Bloom’s argument against the possibility that Loughner’s mother could be a Jew (contradicting the testimony of somebody who has known Loughner perhaps ten years) is full of holes. It neglects possibilities like Jews adopting the religion of a non-Jewish spouse or otherwise converting to Christianity,1 which was very common during the big Jewish influx 100-130 years ago. It neglects the real possibility that a Jew might identify his ethnicity as something other than “Jewish” on a census form.2 It also neglects that a lot of Jewish immigrants to the United States took non-Jewish names. There is a lot of uncertainty about identifying ethnic Jews based on census information — and that is supposed to trump the word of a close acquaintance?
Loughner’s mother’s maiden name is Amy Totman, which seems Jewish enough. Her mother’s name apparently was Lois May Bleifuss.3 For me, the funniest part of Bloom’s attempt at obfuscation was when he announced that the best known bearer of the surname Bleifuss, journalist and editor Joel Bleifuss, is not Jewish. Here is a nice little photo of the “not Jewish” Joel Bleifuss:
Bloom is thus proud to conclude, “It is exceedingly unlikely that Amy Loughner has any Jewish ancestry.”

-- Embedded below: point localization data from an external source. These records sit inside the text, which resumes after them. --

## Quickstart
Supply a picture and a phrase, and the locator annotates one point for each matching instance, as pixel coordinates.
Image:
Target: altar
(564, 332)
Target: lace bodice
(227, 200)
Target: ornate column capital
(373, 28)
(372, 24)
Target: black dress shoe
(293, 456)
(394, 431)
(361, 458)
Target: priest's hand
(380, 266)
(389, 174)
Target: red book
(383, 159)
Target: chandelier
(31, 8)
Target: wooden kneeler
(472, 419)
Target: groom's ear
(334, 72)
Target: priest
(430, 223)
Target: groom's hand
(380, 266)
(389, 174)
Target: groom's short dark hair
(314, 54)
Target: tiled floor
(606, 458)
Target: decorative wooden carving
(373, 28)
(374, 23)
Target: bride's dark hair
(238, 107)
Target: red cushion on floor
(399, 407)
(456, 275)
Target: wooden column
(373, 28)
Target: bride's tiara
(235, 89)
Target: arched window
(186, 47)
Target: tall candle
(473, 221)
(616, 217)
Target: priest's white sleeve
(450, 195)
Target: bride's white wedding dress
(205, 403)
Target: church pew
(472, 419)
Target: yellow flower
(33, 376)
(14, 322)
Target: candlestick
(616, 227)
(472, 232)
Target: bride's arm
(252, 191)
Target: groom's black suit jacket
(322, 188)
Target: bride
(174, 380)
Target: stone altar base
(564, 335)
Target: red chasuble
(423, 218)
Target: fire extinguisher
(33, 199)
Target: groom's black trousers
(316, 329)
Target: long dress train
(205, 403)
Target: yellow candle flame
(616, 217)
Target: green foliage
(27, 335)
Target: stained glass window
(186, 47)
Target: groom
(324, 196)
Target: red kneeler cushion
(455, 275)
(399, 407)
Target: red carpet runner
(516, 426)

Others will conclude differently.
1. Further confusion results from Jews who attend Christian church services without ever giving up their Jewish ethnic identity, which is more common than one might suspect. The fact that some person had a Christian funeral is no proof of the absence of Jewish ethnicity as Bloom assumes.
2. There are two factors in this. One is the fact that, since the Enlightenment, Jews have customarily represented themselves as “Frenchmen” or “Germans,” etc. “of Jewish faith,” in other words pretending that there is no such thing as Jewish ethnicity. Another factor is the common Jewish penchant for dissimulation. If you have much experience with Jews you will notice that many of them will change their whole story about their heritage according to circumstances. I’ve had a Jew that I’d known a number of years claim that he was Scottish, even though both his parents were Jews. Another claimed that he was Norwegian, which, if you could have seen him, you would have recognized as a completely ridiculous claim.

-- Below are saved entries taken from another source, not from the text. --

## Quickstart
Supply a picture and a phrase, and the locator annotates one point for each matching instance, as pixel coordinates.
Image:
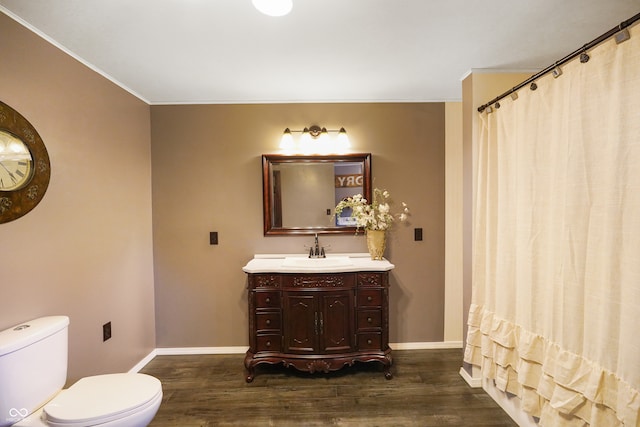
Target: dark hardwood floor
(426, 390)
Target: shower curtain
(555, 310)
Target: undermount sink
(328, 262)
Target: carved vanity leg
(388, 361)
(387, 372)
(250, 374)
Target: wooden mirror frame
(269, 159)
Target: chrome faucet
(316, 251)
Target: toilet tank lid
(27, 333)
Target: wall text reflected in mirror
(301, 192)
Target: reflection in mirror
(301, 192)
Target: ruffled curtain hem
(559, 387)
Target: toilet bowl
(33, 370)
(112, 400)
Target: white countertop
(301, 263)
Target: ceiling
(225, 51)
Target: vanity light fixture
(315, 140)
(273, 7)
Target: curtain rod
(567, 58)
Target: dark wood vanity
(318, 321)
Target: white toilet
(33, 370)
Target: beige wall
(85, 250)
(207, 177)
(453, 222)
(91, 248)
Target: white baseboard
(177, 351)
(471, 381)
(510, 404)
(425, 345)
(141, 364)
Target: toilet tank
(33, 366)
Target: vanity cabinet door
(336, 321)
(319, 322)
(300, 315)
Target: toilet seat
(101, 399)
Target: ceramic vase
(376, 242)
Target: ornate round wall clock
(24, 165)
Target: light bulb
(273, 7)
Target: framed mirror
(300, 192)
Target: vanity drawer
(369, 297)
(267, 321)
(267, 299)
(269, 342)
(369, 341)
(368, 319)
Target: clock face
(24, 165)
(16, 162)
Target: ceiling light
(273, 7)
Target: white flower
(374, 216)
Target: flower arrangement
(374, 216)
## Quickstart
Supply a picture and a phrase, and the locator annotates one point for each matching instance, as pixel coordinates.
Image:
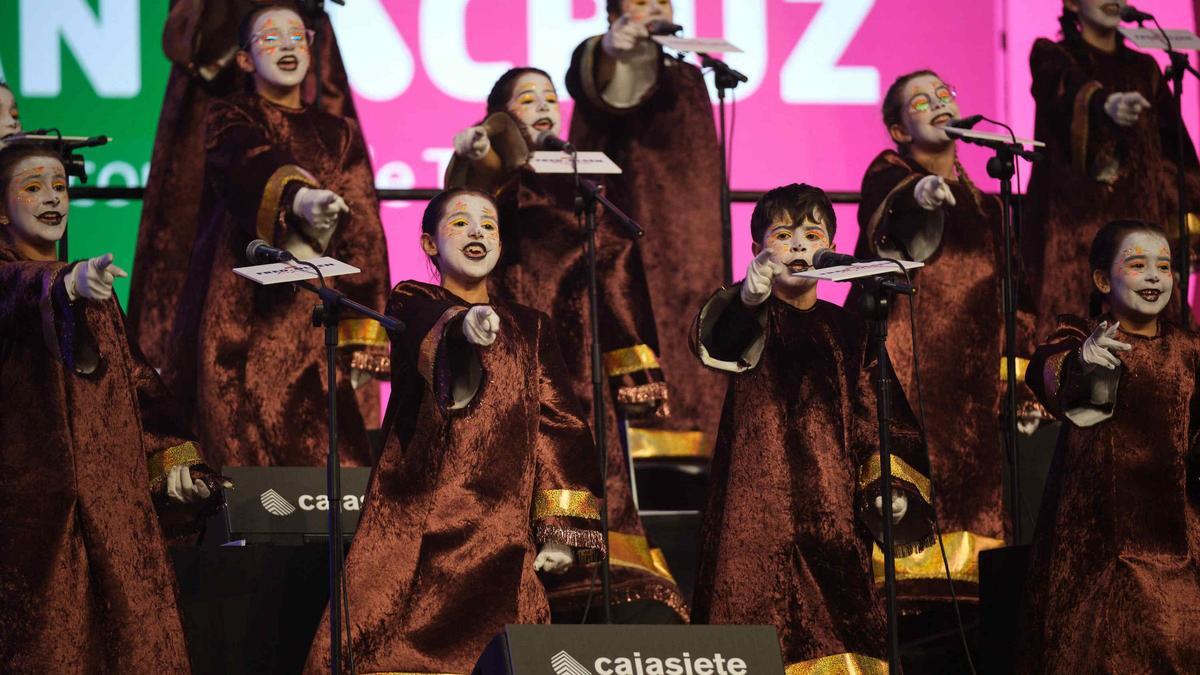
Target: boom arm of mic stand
(593, 192)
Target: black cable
(924, 444)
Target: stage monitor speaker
(288, 505)
(633, 650)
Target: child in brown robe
(89, 451)
(489, 475)
(795, 494)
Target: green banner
(89, 67)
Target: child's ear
(899, 135)
(244, 61)
(429, 245)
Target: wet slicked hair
(797, 202)
(1104, 251)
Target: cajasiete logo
(275, 503)
(636, 664)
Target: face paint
(643, 11)
(534, 102)
(10, 118)
(1103, 15)
(279, 47)
(1140, 276)
(468, 239)
(36, 202)
(792, 245)
(929, 105)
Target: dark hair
(1104, 251)
(246, 28)
(498, 99)
(11, 155)
(798, 202)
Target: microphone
(965, 123)
(258, 251)
(827, 257)
(659, 27)
(547, 139)
(1129, 15)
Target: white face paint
(468, 242)
(279, 48)
(1140, 276)
(792, 245)
(534, 101)
(645, 11)
(1104, 15)
(36, 202)
(10, 118)
(928, 105)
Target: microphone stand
(724, 78)
(329, 314)
(1002, 167)
(588, 195)
(876, 303)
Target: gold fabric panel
(901, 470)
(963, 551)
(839, 664)
(269, 208)
(629, 359)
(634, 550)
(571, 503)
(654, 443)
(361, 333)
(1021, 366)
(161, 463)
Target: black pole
(1001, 167)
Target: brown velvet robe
(960, 359)
(246, 359)
(796, 469)
(1114, 580)
(198, 39)
(477, 475)
(667, 148)
(87, 437)
(1093, 169)
(544, 266)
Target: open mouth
(474, 251)
(51, 217)
(797, 266)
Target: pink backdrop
(811, 112)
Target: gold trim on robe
(161, 463)
(269, 208)
(629, 359)
(901, 470)
(361, 333)
(570, 503)
(839, 664)
(635, 551)
(963, 551)
(657, 443)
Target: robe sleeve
(565, 503)
(893, 225)
(909, 466)
(1057, 378)
(432, 344)
(259, 177)
(727, 335)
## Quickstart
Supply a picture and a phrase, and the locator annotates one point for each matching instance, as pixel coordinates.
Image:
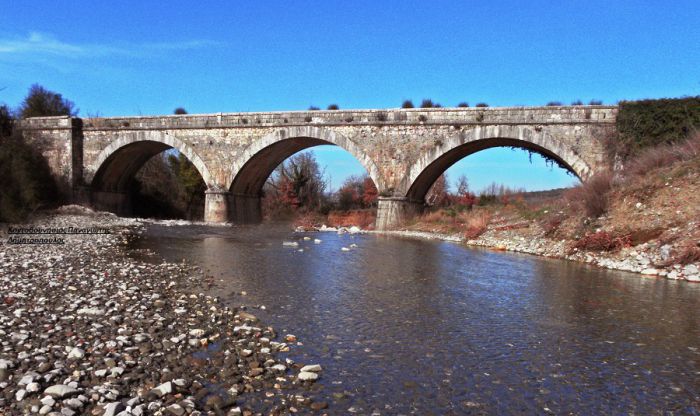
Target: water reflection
(407, 326)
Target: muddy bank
(85, 329)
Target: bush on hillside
(646, 123)
(592, 196)
(26, 183)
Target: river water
(405, 326)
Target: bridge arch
(112, 171)
(122, 158)
(257, 162)
(424, 172)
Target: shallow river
(405, 326)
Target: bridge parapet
(413, 116)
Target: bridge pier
(393, 212)
(216, 206)
(246, 209)
(113, 201)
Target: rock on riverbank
(84, 329)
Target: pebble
(95, 330)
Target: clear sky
(142, 57)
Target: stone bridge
(403, 150)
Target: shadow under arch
(252, 168)
(115, 167)
(424, 175)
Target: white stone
(60, 391)
(48, 400)
(314, 368)
(21, 393)
(76, 353)
(307, 376)
(163, 389)
(91, 311)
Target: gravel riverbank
(643, 258)
(85, 329)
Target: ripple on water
(411, 326)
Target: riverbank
(86, 329)
(649, 221)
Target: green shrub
(646, 123)
(25, 180)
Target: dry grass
(663, 156)
(474, 223)
(602, 241)
(592, 196)
(364, 219)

3. Bloom never says “Lois May Bleifuss” in his article; he uses only the married name, Lois May Totman. When he mentions Anton Bleifuss and his wife Jessie Anderson Bleifuss, he does not identify them as the parents of Lois May but as the parents of her sister Helen Medernach. This is a very roundabout and unnecessarily confusing way of admitting that Jared Loughner’s maternal grandmother was born with the surname Bleifuss. I suspect that Bloom’s avoidance of connecting the names Lois May and Bleifuss is a matter of deliberate obfuscation. He may have hoped, probably correctly, that few people would read it that carefully and see how he had made something simple into something confusing.